Qu’il traite des samouraïs ou des yakusas, Gosha ne semble pas dévier d’une vision du monde résolument pessimiste. A chaque fois, il s’agit d’isoler dans la foule des serviteurs d’un ordre, noble ou criminel, des hommes d’honneur qui voient leur idéaux se fracasser sur l’autel des compromissions et du pouvoir tentaculaire. Manipulation, mensonges, accointances entre le syndicat du crime et le pouvoir étatique composent cette nouvelle partition d’une symphonie noire.

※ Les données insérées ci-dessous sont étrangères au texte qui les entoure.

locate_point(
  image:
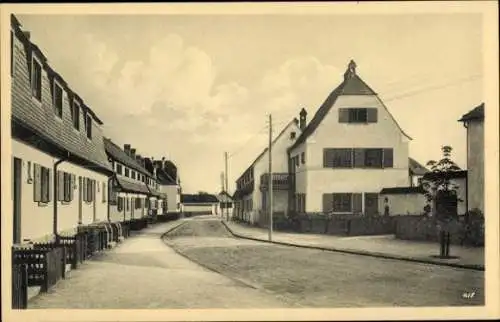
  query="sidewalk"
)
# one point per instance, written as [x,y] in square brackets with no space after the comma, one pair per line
[385,246]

Si le film évolue par rapport à Hitokiri ou Les trois samouraïs hors-la-loi, c’est dans un traitement plus radical encore de l’image, Gosha accentuant l’emphase de certaines séquences, au mépris, parfois du rythme général. Verbeux et laborieux dans l’établissement de sa situation initiale, le film s’ouvrait pourtant sur des scènes muettes assez saisissantes pour présenter les protagonistes à leur sortie de prison, et la mise à mort de certains d’entre eux, ainsi qu’une séquence d’amour comme seuls les japonais savent en créer, mélange troublant d’érotisme, de violence et de larmes. Enchevêtrant des discussions à rallonge pour aboutir à une intrigue finalement très conventionnelle, le film est trop long pour pleinement convaincre. Il n’en demeure pas moins assez passionnant dans l’éclairage qu’il propose sur l’éternelle tragédie de l’homme face à la faiblesse cruelle de ses pairs.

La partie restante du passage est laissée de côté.